Near-realtime source analysis of the 20 March 2012 Ometepec-Pinotepa Nacional, Mexico earthquake

Abstract

We apply a single-step, finite-fault analysis procedure to derive a coseismic slip model for the large MW 7.4 Ometepec-Pinotepa Nacional, Mexico earthquake of 20 March 2012, using teleseismic P waveforms recorded by the Global Seismographic Network. The inversion is conducted in near-realtime using source parameters available from the USGS/NEIC and the Global Centroid Moment Tensor (gCMT) project. The fault orientation and slip angle are obtained from the gCMT mechanism assuming that the fault coincides with the shallow-dipping nodal plane. The fault dimensions and maximum rise time are based on the magnitude reported for the event. Teleseismic data from the USGS/NEIC Continuous Waveform Buffer database are used in the inversion with record start times set to the P-wave arrivals used to compute the earthquake hypocenter.
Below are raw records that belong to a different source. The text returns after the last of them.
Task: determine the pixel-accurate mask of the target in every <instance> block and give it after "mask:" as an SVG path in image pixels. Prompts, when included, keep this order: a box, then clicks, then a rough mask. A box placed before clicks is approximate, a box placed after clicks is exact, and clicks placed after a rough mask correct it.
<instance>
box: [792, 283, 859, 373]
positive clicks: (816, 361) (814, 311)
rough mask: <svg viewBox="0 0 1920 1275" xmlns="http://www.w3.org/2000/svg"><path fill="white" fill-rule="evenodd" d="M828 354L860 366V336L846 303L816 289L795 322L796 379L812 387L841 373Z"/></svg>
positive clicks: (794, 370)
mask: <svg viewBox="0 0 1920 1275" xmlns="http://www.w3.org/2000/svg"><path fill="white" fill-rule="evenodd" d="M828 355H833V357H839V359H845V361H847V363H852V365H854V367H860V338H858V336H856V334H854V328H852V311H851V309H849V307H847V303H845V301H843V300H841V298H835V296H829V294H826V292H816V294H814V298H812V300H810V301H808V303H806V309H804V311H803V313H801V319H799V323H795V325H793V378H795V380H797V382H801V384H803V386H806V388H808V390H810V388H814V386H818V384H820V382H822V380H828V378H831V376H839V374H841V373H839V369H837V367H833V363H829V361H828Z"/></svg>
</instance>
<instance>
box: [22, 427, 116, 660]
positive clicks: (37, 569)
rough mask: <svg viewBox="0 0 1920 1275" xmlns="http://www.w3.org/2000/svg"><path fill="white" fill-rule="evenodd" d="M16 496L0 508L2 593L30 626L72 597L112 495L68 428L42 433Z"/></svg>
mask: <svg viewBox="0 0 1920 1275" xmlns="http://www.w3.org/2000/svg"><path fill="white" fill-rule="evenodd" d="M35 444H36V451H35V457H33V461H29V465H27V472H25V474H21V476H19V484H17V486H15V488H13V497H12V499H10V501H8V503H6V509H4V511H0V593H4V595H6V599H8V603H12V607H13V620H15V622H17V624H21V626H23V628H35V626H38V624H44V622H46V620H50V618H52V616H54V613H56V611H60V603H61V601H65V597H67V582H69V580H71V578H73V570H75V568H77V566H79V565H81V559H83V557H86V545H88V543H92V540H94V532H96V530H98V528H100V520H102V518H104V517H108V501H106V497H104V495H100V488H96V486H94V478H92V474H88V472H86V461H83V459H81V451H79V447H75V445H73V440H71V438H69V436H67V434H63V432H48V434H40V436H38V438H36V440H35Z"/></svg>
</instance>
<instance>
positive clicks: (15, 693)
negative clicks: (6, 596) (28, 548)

The inversion is stabilized by requiring a smooth transition of slip across the fault while minimizing the seismic moment. These constraints are applied using a smoothing weight that is estimated from the inverse problem, allowing the recovery of the least-complicated rupture history in a single step. Inversion of the deconvolved, ground-displacement waveforms reveals a simple, circular rupture similar in extent to the source identified by the USGS/NEIC using body-and surface-wave data, indicating that the teleseismic P waves can provide a first-order source model for the event in near-realtime. Additional inversions conducted using velocity records identify a more-detailed rupture model characterized by an elliptical 2500km2 source region extending updip and downdip from the hypocenter. This elliptical source preserves the orientation and overall dimensions of a dual-source slip model obtained recently by other investigators using local strong motions and global seismic waveforms. The results indicate that velocity waveforms could provide additional details of the earthquake rupture in near-realtime, finite-fault inversions using teleseismic P waves.